If we use the normal distribution to define a value two standard deviations (2SD) above the mean of the normal reference sample, this would result in a cut-off value with a Sp of 97.5 % (since 2SD encompasses 95 % of the population, i.e. 2.5 % on either side of the distribution). This would however not work for skewed or multimodal distributions, and also, it ignores the Se, which is a disadvantage. A better option therefore is to create a table or a plot of Se and Sp for different cut-off values (plot versus criterion values in MedCalc) which can then provide a useful visualization and can also be used to derive two optimal cut-off values: One where good sensitivity is retained and the other where good specificity is retained. This is depicted in the Fig. 6.2 and Table 6.2. Also, it should be kept in mind that the slope of the ROC curve gives us the LR of the test value at that particular cut-off and a table of LR against the cut-off values (see Table 6.2) is an alternative way a cut-off can be selected. Where we choose to place our optimal cut-off will eventually depend on the prevalence of disease in the target population and the consequences of FN versus FP test results (which may differ for every different scenario). For example, a very low prevalence disease with a high cost of false-positive diagnoses may require us to select a cut-off that maximizes Sp. If, on the other hand, for a high prevalence disease where missing a diseased individual has serious consequences, a cut-off value would be selected to maximize Se.

Fig. 6.2
figure 00062

Plot of Se and Sp for different cut-off values of PTIgG (also known as plot vs. criterion values). The criterion was the PCR result

Table 6.2 Criterion values and coordinates of the ROC curve

Another alternative is to select the point on the ROC curve closest to the upper left corner of the unit square as this would optimize prevalence-independent summary measures of Se and Sp. The Youden index (Se + Sp − 1) attempts to do this and gives us the optimal or criterion value J corresponding to the maximum of the Youden index; i.e. J = max[SE i  + SP i  − 1] where SE i and SP i are the sensitivity and specificity over all possible threshold values. This value corresponds with the point on the ROC curve farthest from the diagonal line. The MedCalc manual (www.medcalc.org) indicates the following pointers for interpretation of the criterion value:

  • When you select a lower criterion value, then the true-positive fraction and the sensitivity increases. On the other hand, the false-positive fraction also increases, and therefore the true-negative fraction and specificity decrease.

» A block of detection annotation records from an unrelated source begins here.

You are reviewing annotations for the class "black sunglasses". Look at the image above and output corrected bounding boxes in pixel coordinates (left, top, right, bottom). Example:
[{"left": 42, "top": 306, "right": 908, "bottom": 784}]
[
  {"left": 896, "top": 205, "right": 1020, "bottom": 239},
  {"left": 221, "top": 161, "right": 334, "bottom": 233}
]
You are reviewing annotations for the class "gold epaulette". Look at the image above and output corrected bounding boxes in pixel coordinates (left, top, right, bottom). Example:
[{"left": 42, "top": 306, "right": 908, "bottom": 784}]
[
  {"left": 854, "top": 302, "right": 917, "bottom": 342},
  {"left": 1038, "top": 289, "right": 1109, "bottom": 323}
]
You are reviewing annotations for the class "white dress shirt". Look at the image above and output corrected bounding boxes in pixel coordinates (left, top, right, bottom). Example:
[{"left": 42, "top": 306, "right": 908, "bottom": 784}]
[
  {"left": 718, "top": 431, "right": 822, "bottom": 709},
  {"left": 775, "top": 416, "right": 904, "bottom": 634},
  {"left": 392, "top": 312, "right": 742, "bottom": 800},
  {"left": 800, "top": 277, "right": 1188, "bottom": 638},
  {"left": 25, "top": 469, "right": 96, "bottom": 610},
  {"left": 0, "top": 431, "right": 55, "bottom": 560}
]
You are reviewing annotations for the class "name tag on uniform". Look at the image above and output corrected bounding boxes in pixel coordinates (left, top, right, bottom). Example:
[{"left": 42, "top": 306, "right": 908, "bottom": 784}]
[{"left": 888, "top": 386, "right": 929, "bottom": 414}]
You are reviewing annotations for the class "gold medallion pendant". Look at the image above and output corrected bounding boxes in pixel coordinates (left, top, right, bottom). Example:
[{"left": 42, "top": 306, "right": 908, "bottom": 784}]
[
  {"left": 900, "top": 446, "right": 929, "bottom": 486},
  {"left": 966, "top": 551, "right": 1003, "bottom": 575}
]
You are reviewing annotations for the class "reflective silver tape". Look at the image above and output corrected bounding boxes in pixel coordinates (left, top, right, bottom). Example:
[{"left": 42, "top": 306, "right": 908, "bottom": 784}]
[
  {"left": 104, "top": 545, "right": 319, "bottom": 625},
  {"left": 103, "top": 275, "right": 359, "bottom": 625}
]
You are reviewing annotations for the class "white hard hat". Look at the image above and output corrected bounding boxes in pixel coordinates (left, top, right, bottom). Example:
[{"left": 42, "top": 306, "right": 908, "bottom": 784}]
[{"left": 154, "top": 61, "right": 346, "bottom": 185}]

  • When you select a higher criterion value, the false-positive fraction decreases with increased specificity but, on the other hand, the true-positive fraction and sensitivity decrease.

  • If a test is used for the purpose of screening, then a cut-off value with a higher sensitivity and negative predictive value must be selected. In order to confirm the disease, the cases positive in the screening test can be tested again with a different test. In this second test, a high specificity and positive predictive value are required.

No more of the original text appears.